Rumdin Kurdi Matin Sakiti Rakyat Miskin



Oleh : Imam Maulana
(Sekretaris Umum KAMMI Daerah Serang)

                JAS MERAH. Jangan sekali-sekali melupakan sejarah. Mari kita sedikit belajar dari kisah-kisah para bapak pembesar negeri ini tempo dulu. M. Natsir, seorang menteri penerangan tahun 1946 lebih memilih hidup sederhana dan tidak suka menumpuk harta dari negara. Ia juga sempat menjadi perdana menteri Indonesia tahun 1950-1951. Mobil tuanya pun ia beli hasil dari menabung bertahun-tahun. Saat menjadi menteri dalam beberapa tahun ia bersama keluarganya juga menumpang di paviliun sahabatnya, Parwoto Mangkusaswito, di Tanah Abang.
            Tokoh yang tidak asing berikutnya ialah Haji Agus Salim. Kesederhanaanya malah mendekati miskin. Ia dan keluarganya pernah tinggal di Gang Lontar Satu di Jakarta. Ia tidak tertarik dengan rumah yang mewah. Dan sering berpindah-pindah rumah kontrakan selama di Yogyakarta, Surabaya dan Jakarta. Dalam Het dageboek van Schermerhoon (Buku harian dari Schermerhoon), Schermerhoon menggambarkan H. Agus Salim: “Orang tua yang sangat pandai ini adalah seorang yang jenius. Ia mampu bicara dan menulis secara sempurna sedikitnya dalam 9 bahasa. Kelemahannya hanya satu : ia hidup melarat.” Schermerhoon adalah seorang diplomat dari Belanda yang sering berdebat dengan H. Agus Salim.
            Masih banyak lagi sebetulnya sosok-sosok pejabat sederhana yang bisa menjadi cermin bagi pejabat-pejabat Indonesia saat ini. Pejabat itu tidak harus selamanya berkehidupan glamor. Banyak harta, rumah mewah, mobil mahal dan sebagainya. Tapi minimal berkecukupan. Karena jika ditelisik lebih dalam sebetulnya untuk apa seorang itu dijadikan pejabat apabila ia tidak mampu mengedepankan kepentingan rakyat? Realitanya justru terbalik. Seolah-olah pejabat itu adalah raja dan rakyat hanyalah pembantu hamba sahaya. Sehingga, rakyat dibiarkan tak berdaya. Hal ini terjadi di Provinsi Banten. Provinsi yang sekitar 15 tahun terpisah dari Jawa Barat ini lagi-lagi masih belum dikatakan ada kemajuan. Terlihat dari pembangunan infrastruktur yang masih amburadul, belum lagi permasalahan kesehatan, gizi buruk yang menimpa balita sedikitnya berada di angka 8.737 balita atau sekitar 1,04 persen dari 837.857 balita.
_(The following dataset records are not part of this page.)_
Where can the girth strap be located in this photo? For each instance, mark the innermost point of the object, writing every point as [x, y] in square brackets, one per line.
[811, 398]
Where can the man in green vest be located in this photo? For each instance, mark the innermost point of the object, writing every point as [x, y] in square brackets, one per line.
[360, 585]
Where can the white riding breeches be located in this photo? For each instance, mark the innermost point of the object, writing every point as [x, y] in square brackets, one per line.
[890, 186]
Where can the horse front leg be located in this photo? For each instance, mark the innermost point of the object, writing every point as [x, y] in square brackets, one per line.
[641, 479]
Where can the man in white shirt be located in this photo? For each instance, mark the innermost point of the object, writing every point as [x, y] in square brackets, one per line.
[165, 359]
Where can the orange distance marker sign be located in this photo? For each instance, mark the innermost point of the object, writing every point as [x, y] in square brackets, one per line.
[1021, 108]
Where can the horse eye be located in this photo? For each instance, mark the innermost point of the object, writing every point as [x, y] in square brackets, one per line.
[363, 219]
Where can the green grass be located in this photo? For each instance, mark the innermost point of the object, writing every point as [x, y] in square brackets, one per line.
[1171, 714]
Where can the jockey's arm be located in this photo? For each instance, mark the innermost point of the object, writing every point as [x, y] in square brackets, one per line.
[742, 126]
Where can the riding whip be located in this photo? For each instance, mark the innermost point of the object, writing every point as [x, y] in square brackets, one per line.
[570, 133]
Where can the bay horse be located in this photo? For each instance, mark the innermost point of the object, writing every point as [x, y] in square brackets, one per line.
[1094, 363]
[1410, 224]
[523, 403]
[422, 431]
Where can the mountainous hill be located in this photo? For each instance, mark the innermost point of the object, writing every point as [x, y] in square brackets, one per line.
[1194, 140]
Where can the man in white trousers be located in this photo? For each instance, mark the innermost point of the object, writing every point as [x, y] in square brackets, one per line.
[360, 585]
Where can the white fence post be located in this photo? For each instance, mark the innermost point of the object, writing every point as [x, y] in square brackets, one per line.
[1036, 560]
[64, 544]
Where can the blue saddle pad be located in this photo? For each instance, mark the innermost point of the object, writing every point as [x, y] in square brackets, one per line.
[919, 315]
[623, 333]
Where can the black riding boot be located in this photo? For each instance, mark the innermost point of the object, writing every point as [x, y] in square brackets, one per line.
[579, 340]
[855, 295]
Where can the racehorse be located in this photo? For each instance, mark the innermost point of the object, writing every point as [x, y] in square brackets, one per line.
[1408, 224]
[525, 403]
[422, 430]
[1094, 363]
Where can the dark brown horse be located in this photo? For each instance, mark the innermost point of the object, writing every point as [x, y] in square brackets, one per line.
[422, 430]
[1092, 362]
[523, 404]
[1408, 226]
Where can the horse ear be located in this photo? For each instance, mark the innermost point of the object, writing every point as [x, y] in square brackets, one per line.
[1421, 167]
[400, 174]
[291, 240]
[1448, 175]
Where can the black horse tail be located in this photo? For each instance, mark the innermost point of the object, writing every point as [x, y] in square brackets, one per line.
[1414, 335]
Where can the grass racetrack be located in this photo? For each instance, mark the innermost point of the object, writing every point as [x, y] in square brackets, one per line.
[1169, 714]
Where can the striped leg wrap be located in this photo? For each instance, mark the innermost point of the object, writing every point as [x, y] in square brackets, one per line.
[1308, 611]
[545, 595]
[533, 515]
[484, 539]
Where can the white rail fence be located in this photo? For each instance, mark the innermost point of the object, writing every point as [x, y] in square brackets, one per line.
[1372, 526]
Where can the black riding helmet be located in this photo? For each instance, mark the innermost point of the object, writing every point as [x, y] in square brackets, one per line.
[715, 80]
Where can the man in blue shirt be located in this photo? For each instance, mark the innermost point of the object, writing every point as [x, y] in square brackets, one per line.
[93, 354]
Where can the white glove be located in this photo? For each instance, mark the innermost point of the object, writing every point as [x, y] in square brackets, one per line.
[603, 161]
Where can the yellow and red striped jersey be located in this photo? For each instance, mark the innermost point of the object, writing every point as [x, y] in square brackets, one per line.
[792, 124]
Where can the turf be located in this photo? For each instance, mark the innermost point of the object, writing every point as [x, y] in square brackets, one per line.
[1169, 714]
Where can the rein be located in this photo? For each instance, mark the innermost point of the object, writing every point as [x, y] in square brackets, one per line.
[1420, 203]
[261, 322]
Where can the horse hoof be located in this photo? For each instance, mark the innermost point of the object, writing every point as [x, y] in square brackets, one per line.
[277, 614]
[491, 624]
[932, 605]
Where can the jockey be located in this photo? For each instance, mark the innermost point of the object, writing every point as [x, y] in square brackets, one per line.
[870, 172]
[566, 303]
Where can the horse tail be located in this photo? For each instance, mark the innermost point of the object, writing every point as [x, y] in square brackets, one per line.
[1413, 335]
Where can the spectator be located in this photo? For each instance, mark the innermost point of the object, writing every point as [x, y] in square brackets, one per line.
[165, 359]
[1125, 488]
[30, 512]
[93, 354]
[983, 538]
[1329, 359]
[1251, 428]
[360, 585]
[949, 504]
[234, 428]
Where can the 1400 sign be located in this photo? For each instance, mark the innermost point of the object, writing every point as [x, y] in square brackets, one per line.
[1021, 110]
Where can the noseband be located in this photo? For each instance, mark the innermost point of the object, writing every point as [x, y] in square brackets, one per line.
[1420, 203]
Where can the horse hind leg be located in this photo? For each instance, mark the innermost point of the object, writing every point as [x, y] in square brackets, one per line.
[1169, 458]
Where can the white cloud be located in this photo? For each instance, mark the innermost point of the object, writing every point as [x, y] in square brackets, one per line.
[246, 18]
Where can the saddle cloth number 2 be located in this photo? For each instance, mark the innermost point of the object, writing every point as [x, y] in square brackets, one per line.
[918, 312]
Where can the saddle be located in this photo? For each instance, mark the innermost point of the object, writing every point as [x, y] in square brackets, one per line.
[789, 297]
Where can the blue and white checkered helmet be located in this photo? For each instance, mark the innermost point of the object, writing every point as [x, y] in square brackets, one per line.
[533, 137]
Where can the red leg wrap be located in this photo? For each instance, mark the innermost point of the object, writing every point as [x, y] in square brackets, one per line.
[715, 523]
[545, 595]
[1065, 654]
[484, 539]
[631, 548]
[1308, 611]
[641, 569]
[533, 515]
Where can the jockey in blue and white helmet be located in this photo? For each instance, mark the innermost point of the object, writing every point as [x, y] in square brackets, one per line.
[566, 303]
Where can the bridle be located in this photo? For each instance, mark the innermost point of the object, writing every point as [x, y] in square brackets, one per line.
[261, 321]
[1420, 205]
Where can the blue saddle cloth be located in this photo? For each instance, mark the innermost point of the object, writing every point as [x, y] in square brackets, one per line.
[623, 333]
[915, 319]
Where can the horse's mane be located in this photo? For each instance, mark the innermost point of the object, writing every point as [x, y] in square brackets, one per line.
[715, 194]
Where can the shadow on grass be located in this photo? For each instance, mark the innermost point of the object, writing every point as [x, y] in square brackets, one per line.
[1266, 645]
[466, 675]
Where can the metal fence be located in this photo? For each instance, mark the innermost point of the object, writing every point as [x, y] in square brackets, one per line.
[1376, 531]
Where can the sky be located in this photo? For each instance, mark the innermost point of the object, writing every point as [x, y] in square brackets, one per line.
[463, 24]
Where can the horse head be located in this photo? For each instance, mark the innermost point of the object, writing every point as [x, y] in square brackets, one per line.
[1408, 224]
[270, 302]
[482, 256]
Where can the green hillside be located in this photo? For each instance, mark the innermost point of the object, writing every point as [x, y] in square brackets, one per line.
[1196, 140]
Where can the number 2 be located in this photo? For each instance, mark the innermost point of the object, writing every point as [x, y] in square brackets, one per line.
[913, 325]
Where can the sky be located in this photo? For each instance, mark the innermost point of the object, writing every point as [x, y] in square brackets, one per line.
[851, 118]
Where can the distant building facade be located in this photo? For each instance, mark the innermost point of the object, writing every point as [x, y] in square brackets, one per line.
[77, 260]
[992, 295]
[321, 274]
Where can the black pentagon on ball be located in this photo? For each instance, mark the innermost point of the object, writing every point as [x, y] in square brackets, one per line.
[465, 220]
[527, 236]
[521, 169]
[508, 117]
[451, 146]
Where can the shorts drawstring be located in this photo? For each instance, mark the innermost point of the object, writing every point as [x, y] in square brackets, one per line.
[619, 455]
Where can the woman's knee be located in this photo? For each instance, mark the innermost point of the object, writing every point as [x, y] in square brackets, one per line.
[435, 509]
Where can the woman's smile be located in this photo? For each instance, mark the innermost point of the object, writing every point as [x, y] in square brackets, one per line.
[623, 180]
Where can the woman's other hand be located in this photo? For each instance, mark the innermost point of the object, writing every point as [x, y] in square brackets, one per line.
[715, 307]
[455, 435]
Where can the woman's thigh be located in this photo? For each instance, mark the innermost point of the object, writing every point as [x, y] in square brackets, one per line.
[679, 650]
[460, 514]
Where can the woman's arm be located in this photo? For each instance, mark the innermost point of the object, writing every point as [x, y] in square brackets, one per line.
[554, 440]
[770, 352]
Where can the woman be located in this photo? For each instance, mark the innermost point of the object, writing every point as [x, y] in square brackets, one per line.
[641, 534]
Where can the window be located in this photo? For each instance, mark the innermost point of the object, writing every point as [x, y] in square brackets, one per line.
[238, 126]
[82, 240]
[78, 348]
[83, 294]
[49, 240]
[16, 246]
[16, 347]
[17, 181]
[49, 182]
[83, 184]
Lalu, pada bulan September 2014, jumlah penduduk miskin (penduduk dengan pengeluaran perkapita per bulan di bawah Garis Kemiskinan) di Banten mencapai 649,19 ribu orang (5,51 persen), meningkat 26,35 ribu orang (4,23 persen) dibandingkan dengan penduduk miskin pada maret 2013 yang hanya sebesar 622,84 ribu orang (5,35 persen).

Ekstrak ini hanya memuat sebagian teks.